When last I peeked in on Bunker Hill’s First Congregational Church, its membership was planning a halfway house for reformed prostitutes and marching to protest Los Angeles’s crib district, a hub of semi-legal prostitution in the late 1800s and early 1900s.
Now, it’s 1907, and things have been busy for First Congregational. For starters, they moved from the Hill in the early 1900s to 841 S. Hope Street.
But more exciting, the church’s Women’s Work Society has compiled a cookbook, Our Favorite Recipes, a remarkable collection of regional period recipes. Even more exciting, it’s been digitized at Archive.org, along with a number of other Los Angeles cookbooks from the early 20th century.
Perhaps we’ll celebrate this collection with a helping of Harriet Burd’s Congregational Pudding:
1 cup molasses
1 cup chopped suet
1 cup cold water
3 cups graham flour
1 teaspoon soda
Flavor with cinnamon, ginger, cloves, nutmeg, and vanilla.

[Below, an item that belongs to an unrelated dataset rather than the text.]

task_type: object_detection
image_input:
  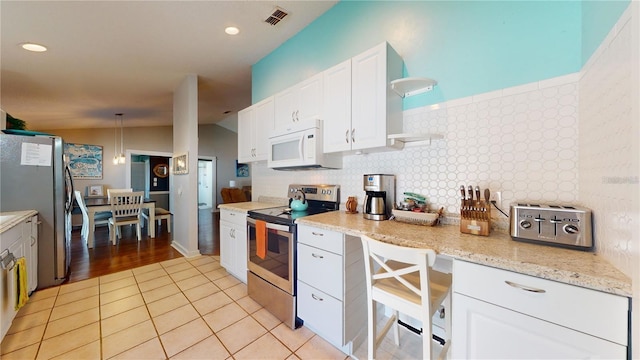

Steam three hours in a three-pound lard bucket covered.
Or, on second thought, maybe we won’t.
Not trying to be brutal Mary – but that church can’t actually be considered as a piece of actual Bunker Hill landscape- though it’s citizens likely filled the pews…. Q:Are you sitting now where Christina had her station and isn’t she still doing her thing nearby ??